Compression stockings can be of great benefit in preventing, relieving and controlling a variety of symptoms affecting the legs.
That being said, great care must be taken in assessing an individual’s medical history and state of health before compression stockings, compression leggings or any other compression garment can be worn on a regular basis.
This article will shed some light on situations, symptoms and conditions where compression stockings would not be beneficial or could even make things worse for the wearer. In medical terms, conditions that would prevent an individual from wearing compression stockings are called “contraindications”.
Examples of conditions and symptoms where compression stockings should NOT be worn:
- Smokers often have pre-existing problems with blood circulation and blood supply in the legs.

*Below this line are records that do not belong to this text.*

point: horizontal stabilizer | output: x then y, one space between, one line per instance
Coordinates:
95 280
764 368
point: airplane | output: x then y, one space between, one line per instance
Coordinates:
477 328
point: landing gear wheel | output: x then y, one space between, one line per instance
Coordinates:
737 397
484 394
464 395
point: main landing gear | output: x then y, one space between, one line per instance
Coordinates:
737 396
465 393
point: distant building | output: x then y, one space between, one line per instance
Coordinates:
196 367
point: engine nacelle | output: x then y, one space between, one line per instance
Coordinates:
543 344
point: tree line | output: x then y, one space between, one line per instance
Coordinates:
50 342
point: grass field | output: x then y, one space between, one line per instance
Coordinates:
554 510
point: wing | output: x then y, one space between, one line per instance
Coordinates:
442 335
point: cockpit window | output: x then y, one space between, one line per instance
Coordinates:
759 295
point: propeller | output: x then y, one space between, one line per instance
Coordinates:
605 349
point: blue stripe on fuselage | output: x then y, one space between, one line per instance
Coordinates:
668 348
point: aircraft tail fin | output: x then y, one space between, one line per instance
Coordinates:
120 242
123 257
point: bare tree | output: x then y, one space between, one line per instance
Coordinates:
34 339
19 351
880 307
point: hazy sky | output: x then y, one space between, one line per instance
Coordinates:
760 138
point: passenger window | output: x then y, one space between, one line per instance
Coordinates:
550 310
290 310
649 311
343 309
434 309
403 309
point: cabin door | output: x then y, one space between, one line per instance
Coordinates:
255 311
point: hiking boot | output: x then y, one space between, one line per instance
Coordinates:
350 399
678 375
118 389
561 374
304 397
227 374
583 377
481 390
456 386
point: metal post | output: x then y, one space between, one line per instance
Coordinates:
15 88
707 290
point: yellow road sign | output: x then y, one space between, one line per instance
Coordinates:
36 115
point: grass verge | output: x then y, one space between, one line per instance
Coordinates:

They should therefore not wear any constricting garments such as compression stockings or hose that could potentially further restrict an already impaired blood circulation and make things worse.
- Individuals affected by advanced arterial disease (ischemia).
- Individuals suffering from uncontrolled congestive heart failure.
- Diabetics who may be suffering from a variety of skin conditions require special diabetic socks that offer extra cushioning and protection for their legs.
- Patients with wet skin lesions and ulcers (skin necrosis from pressure damage and other factors).
- People with nerve damage in the arms or legs.
- Individuals with vein inflammation caused by bacterial infection (septic thrombophlebitis).
- Phlegmasia coerulea dolens (gangrene as a result of venous thrombosis).
Examples of situations and conditions where strong caution should be applied with wearing compression stockings:
- With the presence of skin allergies or milder skin infections.
- If an allergy to the fabrics and materials of the compression hosiery exists.
- If the individual is immobilized – For example anti-embolism stockings [TED stockings] are applied to patients who are bedridden.
- If the patient has a weeping dermatosis (infected area of skin).
- With decreased sensitivity of the limb(s).
In conclusion, it should be said that whether or not you are experiencing any of the symptoms or conditions described above or even if you feel only minor aches and pains in your legs on a regular basis, it is strongly recommended that you consult with your primary care physician before trying compression stockings.